Along the river Barrow, nestled upon a Caledonian batholith, on the Kilkenny side of the bank, lies a little town named Graiguenamanagh. It is in this village that our story begins, with a man called Gorman who was busy cutting Granite on the Quay of Graigue so that it could be loaded onto a boat and sent down river to New Ross. Only twenty miles inland from Waterford Harbour, and with a river depth capable of supporting a ship burdened with up to 600 tons of stock at high tide, eighteenth century New Ross, with its grand, romantic bank, was once a thriving independent port. As an agricultural town New Ross was well situated for trade and it became a branch port to the larger port of Waterford. Export trade, including beer and porter from New Ross, was reshipped for transport to the New World. It has been said that many a sailor and emigrant was made in New Ross, those sailing to Newfoundland would have found kin among the more than 10,000 Roman Catholics who had made St. John’s their home by the mid 1830s.
We can imagine Gorman’s granite being loaded onto one of these ships, sharing its three month journey across the Atlantic with barrels of pork and oats and casks of butter, since New Ross, and the mercantile port in St. John’s harbour, focused on food export. Maybe even a slab of black marble, quarried from the hills of Ballysimon, in County Limerick joined in the journey. For Bishop Michael Anthony Fleming, the Irish Franciscan Vicar Apostolic of St. John’s, had a dream that was bigger than the local materials in Newfoundland could support. Bishop Fleming wasn’t only looking to replace the little chapel that was in danger of collapsing under the weight of Canadian winters, he wanted to produce an edifice that said to the local British ascendancy and Government House that the Irish had arrived, were staying and demanded recognition.
When Bishop Fleming began his petition to the British government in 1834 he could hardly have guessed that it would take four years to secure a tract of land, fitting as it was, overlooking the town on a ridge that had been used for hurling matches. Excavation began in May of 1839 with a flurry of activity, so determined were the local congregation to excavate the 8,800 cubic yards of soil that kitchen aprons were used when buckets ran scarce. Their perseverance was rewarded and on the 20th of May 1841, coinciding with the start of the Great Irish Famine, Bishop Fleming laid the corner stone on what was to be the largest Irish cathedral built anywhere outside of Ireland. By late 1848, with the cathedral nearing completion, slaters by the name of Conway arrived from Waterford, tasked with the job of securing the roof. What had begun as a dream, born of a man who hailed from Carrick-on-Suir in the Barrow valley, ended for Bishop Fleming on Christmas Day 1850. Celebrating mass in the unfinished cathedral was to be his last public act, he died six months later on the 14th of July.

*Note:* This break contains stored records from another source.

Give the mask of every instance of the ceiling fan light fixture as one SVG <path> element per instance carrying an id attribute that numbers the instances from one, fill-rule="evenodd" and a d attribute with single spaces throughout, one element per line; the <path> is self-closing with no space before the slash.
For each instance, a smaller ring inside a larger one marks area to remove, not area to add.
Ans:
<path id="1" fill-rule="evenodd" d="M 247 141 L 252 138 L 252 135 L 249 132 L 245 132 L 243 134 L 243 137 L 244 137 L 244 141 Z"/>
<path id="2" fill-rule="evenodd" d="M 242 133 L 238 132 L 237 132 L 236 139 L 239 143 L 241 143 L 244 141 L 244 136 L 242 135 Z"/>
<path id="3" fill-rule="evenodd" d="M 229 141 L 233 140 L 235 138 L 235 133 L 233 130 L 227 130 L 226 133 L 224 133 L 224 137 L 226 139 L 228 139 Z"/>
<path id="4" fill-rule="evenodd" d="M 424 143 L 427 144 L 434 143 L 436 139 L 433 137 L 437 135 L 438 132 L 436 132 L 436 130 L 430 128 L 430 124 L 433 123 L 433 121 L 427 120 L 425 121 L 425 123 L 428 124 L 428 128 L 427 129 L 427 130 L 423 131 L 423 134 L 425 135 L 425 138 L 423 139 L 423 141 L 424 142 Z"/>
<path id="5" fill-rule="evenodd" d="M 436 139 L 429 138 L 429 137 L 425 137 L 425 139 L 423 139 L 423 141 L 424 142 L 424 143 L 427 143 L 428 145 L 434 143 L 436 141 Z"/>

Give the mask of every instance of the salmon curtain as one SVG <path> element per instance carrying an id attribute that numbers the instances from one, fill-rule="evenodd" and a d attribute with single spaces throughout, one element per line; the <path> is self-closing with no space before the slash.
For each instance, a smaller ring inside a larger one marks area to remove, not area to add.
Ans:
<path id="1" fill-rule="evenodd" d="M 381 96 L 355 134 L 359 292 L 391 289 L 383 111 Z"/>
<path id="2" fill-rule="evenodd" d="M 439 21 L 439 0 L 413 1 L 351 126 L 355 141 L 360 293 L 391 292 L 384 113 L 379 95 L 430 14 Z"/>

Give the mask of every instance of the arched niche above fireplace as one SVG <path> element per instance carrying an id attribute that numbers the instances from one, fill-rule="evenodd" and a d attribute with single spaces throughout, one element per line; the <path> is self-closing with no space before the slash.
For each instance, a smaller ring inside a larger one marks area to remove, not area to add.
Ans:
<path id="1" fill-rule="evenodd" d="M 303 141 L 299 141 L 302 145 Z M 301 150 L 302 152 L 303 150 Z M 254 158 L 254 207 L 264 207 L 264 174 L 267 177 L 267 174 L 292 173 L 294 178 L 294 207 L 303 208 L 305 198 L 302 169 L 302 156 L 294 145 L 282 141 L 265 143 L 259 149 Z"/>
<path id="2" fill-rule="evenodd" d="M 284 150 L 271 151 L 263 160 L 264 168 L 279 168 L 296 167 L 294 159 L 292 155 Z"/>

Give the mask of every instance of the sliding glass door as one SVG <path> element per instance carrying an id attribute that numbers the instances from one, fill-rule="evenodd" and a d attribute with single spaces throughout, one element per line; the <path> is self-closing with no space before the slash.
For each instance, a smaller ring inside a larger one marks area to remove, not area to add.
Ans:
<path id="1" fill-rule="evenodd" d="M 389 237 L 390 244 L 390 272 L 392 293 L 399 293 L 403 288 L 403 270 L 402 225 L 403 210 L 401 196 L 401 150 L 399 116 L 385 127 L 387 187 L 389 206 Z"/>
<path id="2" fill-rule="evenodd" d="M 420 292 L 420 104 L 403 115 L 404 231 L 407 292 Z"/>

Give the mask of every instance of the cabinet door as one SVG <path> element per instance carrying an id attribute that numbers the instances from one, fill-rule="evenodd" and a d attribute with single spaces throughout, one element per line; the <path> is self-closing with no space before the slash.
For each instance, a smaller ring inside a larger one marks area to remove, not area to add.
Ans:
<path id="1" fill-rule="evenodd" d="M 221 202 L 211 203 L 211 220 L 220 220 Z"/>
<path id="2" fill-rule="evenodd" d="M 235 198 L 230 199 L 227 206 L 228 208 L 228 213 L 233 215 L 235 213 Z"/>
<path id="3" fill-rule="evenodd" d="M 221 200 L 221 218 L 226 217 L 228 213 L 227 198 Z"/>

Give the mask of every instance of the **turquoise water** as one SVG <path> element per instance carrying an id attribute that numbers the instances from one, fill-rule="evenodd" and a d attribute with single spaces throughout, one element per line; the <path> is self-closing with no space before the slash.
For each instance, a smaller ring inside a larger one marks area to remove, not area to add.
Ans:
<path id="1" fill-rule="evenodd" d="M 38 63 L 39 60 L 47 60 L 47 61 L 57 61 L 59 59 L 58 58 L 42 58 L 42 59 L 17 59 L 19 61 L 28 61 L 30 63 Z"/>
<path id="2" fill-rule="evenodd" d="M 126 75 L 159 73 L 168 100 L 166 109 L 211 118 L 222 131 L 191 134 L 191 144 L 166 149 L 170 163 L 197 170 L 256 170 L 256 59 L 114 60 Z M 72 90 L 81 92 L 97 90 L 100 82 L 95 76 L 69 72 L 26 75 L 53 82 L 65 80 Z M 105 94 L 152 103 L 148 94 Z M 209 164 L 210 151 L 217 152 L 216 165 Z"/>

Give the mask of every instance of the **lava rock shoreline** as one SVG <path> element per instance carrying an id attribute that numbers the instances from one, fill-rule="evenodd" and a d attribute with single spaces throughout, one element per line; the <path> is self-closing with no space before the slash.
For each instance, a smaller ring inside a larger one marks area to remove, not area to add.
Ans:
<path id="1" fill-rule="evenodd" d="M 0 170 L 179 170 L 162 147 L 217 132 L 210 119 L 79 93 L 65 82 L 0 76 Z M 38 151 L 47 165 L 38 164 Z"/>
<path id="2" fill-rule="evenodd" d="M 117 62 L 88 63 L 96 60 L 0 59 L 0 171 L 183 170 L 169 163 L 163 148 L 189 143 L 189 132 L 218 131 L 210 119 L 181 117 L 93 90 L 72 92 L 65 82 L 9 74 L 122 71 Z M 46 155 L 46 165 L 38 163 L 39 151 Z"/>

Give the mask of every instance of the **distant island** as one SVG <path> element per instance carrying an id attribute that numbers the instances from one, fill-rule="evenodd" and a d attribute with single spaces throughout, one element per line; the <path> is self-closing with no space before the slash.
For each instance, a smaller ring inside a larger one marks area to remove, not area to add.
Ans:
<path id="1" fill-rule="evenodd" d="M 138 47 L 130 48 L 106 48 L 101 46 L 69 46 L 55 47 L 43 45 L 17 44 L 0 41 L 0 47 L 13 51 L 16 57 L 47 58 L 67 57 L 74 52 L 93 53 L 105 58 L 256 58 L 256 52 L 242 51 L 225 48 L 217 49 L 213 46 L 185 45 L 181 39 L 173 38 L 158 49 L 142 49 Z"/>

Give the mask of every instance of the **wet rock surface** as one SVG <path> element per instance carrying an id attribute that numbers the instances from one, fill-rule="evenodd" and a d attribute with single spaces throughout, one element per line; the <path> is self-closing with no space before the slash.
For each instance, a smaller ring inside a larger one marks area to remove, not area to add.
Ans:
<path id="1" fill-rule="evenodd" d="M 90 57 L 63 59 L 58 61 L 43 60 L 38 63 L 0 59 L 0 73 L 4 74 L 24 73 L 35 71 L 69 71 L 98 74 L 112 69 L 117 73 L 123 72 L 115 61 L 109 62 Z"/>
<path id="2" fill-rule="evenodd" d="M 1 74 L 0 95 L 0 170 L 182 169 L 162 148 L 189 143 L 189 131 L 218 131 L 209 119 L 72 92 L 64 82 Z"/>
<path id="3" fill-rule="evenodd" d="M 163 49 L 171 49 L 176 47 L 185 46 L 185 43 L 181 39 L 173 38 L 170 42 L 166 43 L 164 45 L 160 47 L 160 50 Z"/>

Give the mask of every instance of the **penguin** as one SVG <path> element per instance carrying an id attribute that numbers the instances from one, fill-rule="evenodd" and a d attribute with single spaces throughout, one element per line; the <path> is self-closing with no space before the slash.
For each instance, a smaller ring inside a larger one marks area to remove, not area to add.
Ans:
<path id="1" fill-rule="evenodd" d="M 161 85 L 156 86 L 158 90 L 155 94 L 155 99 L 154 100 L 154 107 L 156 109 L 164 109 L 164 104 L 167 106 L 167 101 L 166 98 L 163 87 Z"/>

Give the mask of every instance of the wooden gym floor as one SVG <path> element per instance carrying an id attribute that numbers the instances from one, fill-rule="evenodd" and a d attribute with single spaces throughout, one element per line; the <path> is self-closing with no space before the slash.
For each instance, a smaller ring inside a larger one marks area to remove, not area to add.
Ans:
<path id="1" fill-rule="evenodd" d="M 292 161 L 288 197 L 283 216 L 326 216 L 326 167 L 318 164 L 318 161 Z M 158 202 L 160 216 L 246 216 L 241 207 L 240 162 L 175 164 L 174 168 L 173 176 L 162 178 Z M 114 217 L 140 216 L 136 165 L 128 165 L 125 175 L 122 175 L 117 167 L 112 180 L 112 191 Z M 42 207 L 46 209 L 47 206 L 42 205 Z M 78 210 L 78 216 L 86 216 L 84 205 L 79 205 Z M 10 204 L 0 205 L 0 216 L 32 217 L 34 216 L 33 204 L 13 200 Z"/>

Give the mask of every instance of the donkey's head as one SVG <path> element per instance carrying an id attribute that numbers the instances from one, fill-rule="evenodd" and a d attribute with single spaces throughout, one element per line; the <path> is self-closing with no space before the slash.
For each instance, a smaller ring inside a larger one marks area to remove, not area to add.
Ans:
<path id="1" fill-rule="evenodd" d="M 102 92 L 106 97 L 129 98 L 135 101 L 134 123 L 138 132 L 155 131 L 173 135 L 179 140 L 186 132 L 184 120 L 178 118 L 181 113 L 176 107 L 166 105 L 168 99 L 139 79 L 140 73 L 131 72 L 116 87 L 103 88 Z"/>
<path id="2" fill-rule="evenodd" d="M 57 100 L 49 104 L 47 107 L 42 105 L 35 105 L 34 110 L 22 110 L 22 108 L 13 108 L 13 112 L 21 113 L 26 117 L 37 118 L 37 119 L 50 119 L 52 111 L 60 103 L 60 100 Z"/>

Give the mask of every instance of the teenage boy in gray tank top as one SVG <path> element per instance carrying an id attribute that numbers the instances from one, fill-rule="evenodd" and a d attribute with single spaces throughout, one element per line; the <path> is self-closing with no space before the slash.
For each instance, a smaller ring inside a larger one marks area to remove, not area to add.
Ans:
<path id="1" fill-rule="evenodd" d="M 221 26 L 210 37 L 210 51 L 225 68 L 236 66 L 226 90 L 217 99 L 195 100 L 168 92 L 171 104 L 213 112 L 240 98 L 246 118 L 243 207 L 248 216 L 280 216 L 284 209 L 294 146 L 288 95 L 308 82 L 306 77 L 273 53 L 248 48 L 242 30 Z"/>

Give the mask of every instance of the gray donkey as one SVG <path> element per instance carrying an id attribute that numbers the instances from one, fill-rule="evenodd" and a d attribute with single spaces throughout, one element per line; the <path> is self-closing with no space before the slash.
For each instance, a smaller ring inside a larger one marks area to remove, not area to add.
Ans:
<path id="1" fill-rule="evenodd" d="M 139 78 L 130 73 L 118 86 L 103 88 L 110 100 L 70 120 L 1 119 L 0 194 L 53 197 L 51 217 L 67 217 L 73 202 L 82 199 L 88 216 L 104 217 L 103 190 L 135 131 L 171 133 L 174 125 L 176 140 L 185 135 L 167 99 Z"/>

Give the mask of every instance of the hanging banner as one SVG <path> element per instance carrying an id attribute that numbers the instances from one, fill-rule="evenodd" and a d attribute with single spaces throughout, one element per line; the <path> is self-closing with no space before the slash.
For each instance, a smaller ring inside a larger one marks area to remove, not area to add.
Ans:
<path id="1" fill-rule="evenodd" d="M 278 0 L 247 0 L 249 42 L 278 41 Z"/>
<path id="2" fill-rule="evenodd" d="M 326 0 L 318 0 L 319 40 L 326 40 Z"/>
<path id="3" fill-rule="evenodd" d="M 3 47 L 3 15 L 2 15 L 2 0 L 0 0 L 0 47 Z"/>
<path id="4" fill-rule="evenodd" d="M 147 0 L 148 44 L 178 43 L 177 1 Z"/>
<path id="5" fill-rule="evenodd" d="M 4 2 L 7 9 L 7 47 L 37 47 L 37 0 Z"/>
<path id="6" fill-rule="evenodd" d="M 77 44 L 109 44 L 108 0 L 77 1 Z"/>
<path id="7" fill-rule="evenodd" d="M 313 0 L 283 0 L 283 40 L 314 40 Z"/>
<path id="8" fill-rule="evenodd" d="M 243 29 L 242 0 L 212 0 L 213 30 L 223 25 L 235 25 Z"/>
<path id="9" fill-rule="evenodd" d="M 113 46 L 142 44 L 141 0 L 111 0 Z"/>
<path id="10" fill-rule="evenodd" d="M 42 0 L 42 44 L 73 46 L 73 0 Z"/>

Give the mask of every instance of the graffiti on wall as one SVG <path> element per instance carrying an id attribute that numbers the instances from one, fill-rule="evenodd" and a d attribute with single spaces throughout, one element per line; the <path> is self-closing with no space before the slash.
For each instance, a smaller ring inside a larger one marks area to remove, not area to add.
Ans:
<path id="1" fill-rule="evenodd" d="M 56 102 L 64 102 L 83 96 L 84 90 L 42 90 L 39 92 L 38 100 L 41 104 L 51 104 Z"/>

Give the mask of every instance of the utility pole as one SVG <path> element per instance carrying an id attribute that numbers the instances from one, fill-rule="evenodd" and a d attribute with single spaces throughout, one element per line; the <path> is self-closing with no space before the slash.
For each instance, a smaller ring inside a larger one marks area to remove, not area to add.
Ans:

What had been a migratory outpost for cod fishing in the early 1800s grew into a permanent settlement and by 1840 nearly half of Newfoundland’s population hailed from Ireland. St. John’s became just another Irish parish, separated by 2,000 miles of ocean, known colloquially as ‘merely Waterford parted from the sea’. And it was in this New World parish that the Irish came together to create a church that became the leading ethnic institution on the island of Newfoundland. Bishop John T. Mullock, Fleming’s successor, took seriously the task of ensuring the cathedral’s interior reflected the best of Irish talent. Statues by John Hogan and John Edward Carew, both from County Waterford, reflected colours from the stained glassed windows bought with money donated from Irish parishioners. Bells, by James Murphy of Dublin, called parishioners to prayer. Such was the impact of St. John’s cathedral that its influence crossed the ocean back home, a rare example of ‘trans-Atlantic bounce’ that can be seen in St. Teresa’s in Clarendon Street, Dublin.
As for Gorman’s granite, the constant freezing and thawing, as one season stretched into another, proved tough conditions. Successive Bishops did what they could to maintain the stonework exterior and strengthen the cathedral’s structural integrity. The interior of the cathedral, so full of Irish heritage, was restored in the 1950s. A space so lovingly crafted by Irish hands was considered dowdy and underwhelming by Archbishop Patrick Skinner and, under the watchful eye of Monsignor Harold Summers, he made it his mission to engender it with a modern vision in time for the ‘Year of Joy’ celebrations in 1955. The names of Irish parishioners, hand-painted under each of the twenty-eight large stained-glass windows to honour their donations, got the same lick of paint as the walls and the pink granite columns. Carew’s angels were discarded and his stone statue was moved outdoors, where it promptly disintegrated. And yet, despite all of this, St. John’s cathedral stands and reflects a people who sailed across the sea, named a rock on the Eastern most corner of Canada ‘Talamh an Éisc’ and made it home. Possible, in part, because of Gorman’s granite and the trade routes established at Waterford harbour.